Launched in November 2015, Valiant Finance is a comparison website which compares and matches business loans, debtor finance and equipment finance to small businesses. 

But unlike other comparison websites which largely focus on home loans or personal lending, Valiant co-founder Alex Molloy said it fills a gap in the complex business lending space.

“[Small businesses] can go to their business banker – who they might have had three of in the last two years – who will ask them if they have residential security and then say they can’t help them if they don’t,” Molloy told Australian Broker

“They could go to their broker or accountant who definitely have their best interests at heart but often don’t have access to or accreditation with the huge amount of online lenders. Then they go online and start searching themselves for online lending solutions. 

“However, they will typically go to the loudest marketing voice with the largest margins on that platform and pay unreasonable interest rates, even though they might have a very healthy business.”

According to Molloy, brokers are its most important resource in helping small businesses gain access to credit. As such, it aims to be a toolkit for brokers to tackle the commercial lending market.  

“We see brokers and accountants as the most important way of dealing with our customers. The reason is the online space is incredibly cluttered. From what we know, about 70% of small businesses have an accountant or a broker, so these are huge influences when they are thinking about credit,” he told Australian Broker.

“They are huge influences who might not have the toolkit to be able to tackle that space, so rather than getting small business to a point where they have their bank say no before they talk to their broker or go online, we want to get in at the start of that process when they are talking to their broker.”

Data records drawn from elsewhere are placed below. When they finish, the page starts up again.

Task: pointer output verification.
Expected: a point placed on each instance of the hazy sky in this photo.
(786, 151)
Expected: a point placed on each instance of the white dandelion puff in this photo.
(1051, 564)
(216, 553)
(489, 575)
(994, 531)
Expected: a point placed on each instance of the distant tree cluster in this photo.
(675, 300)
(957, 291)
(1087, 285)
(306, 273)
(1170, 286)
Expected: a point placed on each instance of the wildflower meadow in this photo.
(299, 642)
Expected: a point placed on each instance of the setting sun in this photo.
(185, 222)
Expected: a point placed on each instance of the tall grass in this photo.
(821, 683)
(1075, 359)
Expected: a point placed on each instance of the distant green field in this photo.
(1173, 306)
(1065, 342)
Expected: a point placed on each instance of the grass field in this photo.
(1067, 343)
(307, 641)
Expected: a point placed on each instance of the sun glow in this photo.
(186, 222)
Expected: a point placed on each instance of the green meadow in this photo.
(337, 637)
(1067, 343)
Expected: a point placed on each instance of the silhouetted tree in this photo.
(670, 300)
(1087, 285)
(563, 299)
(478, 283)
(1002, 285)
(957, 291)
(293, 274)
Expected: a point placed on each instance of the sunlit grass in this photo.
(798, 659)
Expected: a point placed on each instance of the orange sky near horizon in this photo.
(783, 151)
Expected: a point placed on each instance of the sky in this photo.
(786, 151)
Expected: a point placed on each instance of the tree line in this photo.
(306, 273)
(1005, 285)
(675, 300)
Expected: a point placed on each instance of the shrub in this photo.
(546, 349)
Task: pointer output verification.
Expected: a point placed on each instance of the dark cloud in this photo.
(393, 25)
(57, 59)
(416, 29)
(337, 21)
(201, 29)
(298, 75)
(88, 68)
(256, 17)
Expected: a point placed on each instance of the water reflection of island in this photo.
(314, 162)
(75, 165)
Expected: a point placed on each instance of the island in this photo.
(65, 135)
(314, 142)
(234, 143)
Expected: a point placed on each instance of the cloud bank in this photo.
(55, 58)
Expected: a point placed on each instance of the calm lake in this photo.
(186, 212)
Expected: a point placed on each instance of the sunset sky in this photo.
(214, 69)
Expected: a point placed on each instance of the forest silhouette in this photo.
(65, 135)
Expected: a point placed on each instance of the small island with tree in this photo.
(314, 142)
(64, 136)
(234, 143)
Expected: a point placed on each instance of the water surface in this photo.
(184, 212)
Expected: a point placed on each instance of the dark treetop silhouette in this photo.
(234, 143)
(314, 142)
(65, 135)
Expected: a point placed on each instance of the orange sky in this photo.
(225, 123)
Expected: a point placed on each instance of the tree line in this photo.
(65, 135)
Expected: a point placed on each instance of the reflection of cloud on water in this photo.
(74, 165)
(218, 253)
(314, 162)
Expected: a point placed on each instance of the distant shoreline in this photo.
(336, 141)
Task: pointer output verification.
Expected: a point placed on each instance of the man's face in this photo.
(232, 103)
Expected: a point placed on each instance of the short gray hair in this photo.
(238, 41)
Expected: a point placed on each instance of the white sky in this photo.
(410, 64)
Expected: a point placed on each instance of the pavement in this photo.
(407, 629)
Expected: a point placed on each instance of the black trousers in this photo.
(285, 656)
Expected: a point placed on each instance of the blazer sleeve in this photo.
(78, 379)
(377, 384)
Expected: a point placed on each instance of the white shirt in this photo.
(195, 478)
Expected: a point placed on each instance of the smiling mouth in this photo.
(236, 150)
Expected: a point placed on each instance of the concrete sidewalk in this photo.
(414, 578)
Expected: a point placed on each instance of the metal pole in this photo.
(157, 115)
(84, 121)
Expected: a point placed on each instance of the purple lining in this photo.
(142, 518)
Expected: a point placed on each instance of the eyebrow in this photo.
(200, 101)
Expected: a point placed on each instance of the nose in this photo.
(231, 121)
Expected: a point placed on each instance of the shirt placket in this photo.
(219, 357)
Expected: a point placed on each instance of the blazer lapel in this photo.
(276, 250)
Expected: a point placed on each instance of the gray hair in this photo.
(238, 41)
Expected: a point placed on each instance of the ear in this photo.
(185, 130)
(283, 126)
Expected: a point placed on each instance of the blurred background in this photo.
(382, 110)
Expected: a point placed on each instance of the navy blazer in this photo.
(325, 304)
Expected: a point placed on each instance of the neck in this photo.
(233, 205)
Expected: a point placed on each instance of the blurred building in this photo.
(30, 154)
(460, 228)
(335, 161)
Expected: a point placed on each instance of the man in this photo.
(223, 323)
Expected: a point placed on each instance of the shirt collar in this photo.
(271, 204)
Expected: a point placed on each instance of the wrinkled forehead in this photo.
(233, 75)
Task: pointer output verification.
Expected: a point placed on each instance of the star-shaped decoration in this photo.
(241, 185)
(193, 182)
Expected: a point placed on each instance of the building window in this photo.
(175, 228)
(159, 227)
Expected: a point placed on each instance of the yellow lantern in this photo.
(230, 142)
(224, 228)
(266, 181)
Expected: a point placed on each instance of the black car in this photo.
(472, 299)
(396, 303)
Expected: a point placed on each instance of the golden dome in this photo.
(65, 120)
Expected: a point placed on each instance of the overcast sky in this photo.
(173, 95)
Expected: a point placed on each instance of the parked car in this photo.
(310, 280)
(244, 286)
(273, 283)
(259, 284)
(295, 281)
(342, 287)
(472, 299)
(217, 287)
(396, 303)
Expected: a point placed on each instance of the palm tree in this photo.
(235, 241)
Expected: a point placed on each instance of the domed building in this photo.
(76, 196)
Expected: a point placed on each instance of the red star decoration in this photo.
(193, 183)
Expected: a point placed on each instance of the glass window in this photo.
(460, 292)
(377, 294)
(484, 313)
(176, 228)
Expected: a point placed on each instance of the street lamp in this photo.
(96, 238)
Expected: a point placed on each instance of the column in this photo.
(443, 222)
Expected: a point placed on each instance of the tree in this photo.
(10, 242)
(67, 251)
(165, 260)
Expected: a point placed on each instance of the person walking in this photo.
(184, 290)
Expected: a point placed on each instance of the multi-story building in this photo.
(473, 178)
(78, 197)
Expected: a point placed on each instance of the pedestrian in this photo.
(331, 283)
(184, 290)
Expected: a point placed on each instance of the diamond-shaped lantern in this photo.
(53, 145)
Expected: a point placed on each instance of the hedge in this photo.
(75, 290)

Brokers can choose to work with Valiant in two ways, depending on how involved they would like to be. They can use Valiant as a resource and accreditation or they can refer small businesses clients to Valiant.

“For a lot of brokers currently, with those 26 lenders [on our site], they might be accredited on an adhoc basis with one or two of them. This means they actually have no way of getting commission out of a transaction that they might refer to the other 24,” Molloy said. 

“So brokers can use us as a tool where they do the legwork but they might use our accreditation and quick-matching technology to use a lender they might not have a relationship with. 

“We are happy to operate anywhere in that spectrum where we do the full service or we are used as essentially accreditation and a matching tool.”

A proportion of the commission Valiant receives from settling a loan through its platform will be given back to the broker.

Most importantly, Molloy said, Valiant wants to help brokers, not compete with them. 

“We aren’t interested in disrupting their relationship with their client. Obviously brokerages are incredibly relationship-based businesses. We are very keen to iterate to the market and make clear that when brokers come and deal with us, we never get in contact with the client without their permission and we never market to the client. If the client comes back to us directly, we will continue to treat them as attached to that broker,” he told Australian Broker.